Foreign jurisdictions might confer a copyright interest in fully AI-generated works.
Other jurisdictions currently confer copyright protection in works fully generated by AI.
In particular, Sections 9(3) and 178 of the United Kingdom's Copyright, Designs and Patents Act of 1988 protects even fully AI-generated works. Other countries and jurisdictions - like Ireland, New Zealand, and Hong Kong - also afford copyright protection in fully AI-generated works. [2] In those instances, the copyright owner is generally the person (or company) that oversaw the AI system's use (e.g., the person who supplies the inputs in order for the AI to generate the desired output or acts as the "prompt engineer").
While there is some nuance in these nations' laws, and some level of confusion and lack of clarity, using another's fully AI-generated works in these jurisdictions will generally require the copyright owner's permission.
Copyright protection for foreign works under the Berne Convention for the Protection of Literary and Artistic Works.
The United States is also a signatory of the Berne Convention. Relevant here is the Berne Convention's third principle of "national treatment." Under this principle, the United States must afford foreign creators "the same copyright protection enjoyed by American authors." [3]. Further, the "applicable law is the copyright law of the state in which the infringement occurred, not that of the state of which the author is a national or in which the work was first published." [4].
Because the United States does not afford copyright protection in works fully generated by AI to its own citizens, the United States will not protect fully AI-generated works created in foreign jurisdictions - like the United Kingdom - where such works are afforded copyright protection.
Nonetheless, a person wishing to use another's fully AI generated music in a performance or project should carefully consider the potential legal implications if the music is going to be used in cross-border situations (e.g., an ensemble intends to perform in the United States and the United Kingdom, or an ensemble intends to live or on-demand stream its performance on a worldwide basis). In those instances, the user must consider obtaining music copyright licensing for the use of the fully AI-generated works.
DISCLAIMER: These materials are being provided for informational purposes and should not be used or interpreted as legal advice. Please consult independent legal counsel to address any specific legal issues you may have or if you want additional music licensing advice. Using these materials does not establish an attorney-client relationship.
- - - - -
[1] US Copyright Office, Copyright and Artificial Intelligence, Part 2: Copyrightability (2024) available at https://www.copyright.gov/ai/Copyright-and-Artificial-Intelligence-Part-2-Copyrightability-Report.pdf. See pp. 7-8 (works created by nonhumans are not copyrightable in the US); pp. 8-9 (AI generated works are copyrightable to the extent of the human authored elements); pp. 18, 22-24 (given current technology, "prompts alone do not provide sufficient human control to make users of an AI system the authors of the output"); pp. 22.

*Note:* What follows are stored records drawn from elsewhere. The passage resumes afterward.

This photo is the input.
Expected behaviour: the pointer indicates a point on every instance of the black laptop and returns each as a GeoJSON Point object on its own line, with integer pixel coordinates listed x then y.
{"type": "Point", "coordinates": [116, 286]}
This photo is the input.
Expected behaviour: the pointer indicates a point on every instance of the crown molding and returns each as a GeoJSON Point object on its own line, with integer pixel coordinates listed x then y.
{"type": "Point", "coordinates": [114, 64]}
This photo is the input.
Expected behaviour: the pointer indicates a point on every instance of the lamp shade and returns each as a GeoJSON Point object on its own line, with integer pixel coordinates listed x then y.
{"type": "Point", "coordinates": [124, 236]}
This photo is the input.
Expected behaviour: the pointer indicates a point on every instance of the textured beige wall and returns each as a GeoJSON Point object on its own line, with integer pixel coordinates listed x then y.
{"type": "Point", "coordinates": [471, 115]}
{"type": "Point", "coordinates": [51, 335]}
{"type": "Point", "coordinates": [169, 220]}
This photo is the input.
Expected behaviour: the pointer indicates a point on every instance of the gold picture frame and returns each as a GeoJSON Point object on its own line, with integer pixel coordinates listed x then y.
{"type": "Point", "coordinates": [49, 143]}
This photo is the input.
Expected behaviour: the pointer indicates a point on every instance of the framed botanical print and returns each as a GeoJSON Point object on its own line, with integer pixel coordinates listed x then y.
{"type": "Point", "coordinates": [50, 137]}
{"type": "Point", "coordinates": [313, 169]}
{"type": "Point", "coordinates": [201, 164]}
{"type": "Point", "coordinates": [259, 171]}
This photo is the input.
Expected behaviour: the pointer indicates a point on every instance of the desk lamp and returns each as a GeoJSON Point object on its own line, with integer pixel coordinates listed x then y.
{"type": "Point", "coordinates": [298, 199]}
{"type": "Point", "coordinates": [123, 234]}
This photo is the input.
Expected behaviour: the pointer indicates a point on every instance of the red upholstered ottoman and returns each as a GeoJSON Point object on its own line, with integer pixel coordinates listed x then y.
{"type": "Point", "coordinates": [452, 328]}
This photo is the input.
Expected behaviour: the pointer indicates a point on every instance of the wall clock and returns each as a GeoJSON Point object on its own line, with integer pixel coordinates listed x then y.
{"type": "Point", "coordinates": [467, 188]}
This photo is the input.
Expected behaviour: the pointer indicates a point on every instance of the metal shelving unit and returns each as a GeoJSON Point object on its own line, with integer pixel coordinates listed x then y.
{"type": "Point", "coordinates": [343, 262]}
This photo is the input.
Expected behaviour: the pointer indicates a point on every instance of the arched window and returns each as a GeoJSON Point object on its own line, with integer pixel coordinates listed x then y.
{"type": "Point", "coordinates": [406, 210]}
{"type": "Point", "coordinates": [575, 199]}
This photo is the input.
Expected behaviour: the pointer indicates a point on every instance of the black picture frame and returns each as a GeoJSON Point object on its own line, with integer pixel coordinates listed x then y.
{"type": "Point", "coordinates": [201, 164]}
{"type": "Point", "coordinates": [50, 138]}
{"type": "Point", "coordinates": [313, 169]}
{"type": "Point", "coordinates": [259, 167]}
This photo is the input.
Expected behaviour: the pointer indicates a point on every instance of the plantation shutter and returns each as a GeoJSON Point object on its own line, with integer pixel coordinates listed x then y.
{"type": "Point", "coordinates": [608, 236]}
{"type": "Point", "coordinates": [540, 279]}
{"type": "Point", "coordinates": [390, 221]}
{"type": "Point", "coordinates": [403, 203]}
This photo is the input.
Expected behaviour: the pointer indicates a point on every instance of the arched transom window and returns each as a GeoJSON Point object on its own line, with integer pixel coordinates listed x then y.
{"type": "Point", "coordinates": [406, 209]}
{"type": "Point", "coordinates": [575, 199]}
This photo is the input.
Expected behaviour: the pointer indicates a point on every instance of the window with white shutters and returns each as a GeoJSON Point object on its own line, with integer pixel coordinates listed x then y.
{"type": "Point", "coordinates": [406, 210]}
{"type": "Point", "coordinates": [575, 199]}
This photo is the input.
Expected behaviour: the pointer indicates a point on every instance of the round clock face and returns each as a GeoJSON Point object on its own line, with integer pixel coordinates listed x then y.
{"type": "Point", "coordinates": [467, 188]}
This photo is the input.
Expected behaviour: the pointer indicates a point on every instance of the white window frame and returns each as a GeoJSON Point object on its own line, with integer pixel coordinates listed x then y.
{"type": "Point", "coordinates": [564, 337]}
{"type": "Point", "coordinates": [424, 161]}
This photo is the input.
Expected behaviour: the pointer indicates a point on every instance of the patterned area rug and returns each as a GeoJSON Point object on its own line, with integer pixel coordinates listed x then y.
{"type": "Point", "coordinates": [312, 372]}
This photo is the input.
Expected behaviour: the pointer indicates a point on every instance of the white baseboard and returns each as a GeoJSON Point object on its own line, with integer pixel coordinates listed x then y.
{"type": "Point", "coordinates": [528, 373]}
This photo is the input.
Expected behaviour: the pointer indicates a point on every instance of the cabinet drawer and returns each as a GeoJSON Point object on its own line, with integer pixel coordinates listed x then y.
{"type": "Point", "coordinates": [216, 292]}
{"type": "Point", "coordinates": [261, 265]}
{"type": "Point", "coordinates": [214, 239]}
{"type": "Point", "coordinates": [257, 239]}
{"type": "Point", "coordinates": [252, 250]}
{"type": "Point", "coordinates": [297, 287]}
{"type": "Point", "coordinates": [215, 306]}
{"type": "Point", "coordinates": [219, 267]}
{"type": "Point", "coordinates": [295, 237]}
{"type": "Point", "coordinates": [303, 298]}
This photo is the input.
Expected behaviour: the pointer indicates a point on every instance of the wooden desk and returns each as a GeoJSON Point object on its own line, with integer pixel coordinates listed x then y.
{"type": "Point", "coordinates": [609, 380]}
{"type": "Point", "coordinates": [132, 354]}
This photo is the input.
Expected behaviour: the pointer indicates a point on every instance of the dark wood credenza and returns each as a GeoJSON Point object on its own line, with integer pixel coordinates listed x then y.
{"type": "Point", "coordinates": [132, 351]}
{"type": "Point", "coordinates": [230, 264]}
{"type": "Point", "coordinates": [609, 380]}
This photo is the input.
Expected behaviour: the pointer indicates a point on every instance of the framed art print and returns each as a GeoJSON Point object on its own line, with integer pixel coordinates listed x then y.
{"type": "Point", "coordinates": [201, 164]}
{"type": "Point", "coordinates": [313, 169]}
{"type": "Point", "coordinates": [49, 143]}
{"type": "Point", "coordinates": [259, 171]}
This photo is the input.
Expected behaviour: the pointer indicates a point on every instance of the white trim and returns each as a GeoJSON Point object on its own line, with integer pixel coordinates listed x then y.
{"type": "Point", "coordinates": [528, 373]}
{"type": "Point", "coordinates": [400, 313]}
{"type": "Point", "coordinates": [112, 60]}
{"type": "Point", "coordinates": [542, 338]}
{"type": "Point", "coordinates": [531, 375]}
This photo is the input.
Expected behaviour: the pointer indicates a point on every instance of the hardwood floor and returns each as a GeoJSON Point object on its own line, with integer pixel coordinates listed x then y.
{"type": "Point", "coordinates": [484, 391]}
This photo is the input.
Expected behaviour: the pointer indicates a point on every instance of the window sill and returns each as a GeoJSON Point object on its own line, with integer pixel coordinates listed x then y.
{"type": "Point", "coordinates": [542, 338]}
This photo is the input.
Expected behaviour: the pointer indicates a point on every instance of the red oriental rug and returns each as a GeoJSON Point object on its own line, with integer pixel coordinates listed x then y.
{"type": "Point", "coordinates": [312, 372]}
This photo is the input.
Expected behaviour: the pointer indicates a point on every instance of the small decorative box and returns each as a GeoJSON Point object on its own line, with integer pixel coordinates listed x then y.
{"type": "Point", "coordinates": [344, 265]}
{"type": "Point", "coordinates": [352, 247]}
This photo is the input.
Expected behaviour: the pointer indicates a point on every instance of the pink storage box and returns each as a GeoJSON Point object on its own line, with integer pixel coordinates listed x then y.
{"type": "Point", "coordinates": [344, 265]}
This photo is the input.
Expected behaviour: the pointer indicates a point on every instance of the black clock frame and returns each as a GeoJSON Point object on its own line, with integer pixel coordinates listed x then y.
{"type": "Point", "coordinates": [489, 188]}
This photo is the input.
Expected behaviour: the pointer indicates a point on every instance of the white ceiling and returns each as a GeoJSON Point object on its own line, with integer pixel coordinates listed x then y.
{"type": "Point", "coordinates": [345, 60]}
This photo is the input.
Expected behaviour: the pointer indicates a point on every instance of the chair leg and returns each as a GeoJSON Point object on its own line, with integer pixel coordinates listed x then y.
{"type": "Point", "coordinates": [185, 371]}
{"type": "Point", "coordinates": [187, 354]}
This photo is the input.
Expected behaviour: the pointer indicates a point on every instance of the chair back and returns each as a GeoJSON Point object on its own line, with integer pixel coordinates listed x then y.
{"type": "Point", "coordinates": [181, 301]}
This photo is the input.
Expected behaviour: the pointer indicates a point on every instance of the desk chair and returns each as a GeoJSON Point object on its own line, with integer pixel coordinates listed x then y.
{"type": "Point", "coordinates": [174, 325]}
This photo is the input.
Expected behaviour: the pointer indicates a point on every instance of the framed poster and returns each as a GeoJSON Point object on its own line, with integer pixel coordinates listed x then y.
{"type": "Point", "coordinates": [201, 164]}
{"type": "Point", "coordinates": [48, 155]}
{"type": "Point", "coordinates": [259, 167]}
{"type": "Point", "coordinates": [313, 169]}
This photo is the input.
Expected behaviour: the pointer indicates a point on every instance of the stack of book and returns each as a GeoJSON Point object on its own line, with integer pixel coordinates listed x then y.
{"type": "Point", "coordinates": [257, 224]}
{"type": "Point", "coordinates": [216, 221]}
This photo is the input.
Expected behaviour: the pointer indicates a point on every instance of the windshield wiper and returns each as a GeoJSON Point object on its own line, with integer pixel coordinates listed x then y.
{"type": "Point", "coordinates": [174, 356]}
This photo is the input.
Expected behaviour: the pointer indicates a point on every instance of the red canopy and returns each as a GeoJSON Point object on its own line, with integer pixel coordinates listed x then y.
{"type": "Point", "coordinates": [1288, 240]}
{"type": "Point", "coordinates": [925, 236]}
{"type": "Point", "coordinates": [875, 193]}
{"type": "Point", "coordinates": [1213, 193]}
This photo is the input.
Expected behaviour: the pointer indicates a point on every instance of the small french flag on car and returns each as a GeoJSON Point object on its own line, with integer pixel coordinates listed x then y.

[2] See, e.g., Section 21(f) of the Copyright and Related Rights Act (2000); Section 5 of the New Zealand Copyright Act (1994); and Section 11(3) of the Copyright Ordinance (Cap. 528).
[3] Creative Technology, Ltd. v. Aztech System Pte., Ltd., 61 F.3d 696, 700-701 (9th Cir. 1995); Itar-Tass Russian News Agency v. Russian Kurier, Inc., 153 F.3d 82, 89 (2d Cir. 1998).
[4] Creative Technology, Ltd. v. Aztech System Pte., Ltd., 61 F.3d 696, 700-701 (9th Cir. 1995) (internal citations and quotations omitted).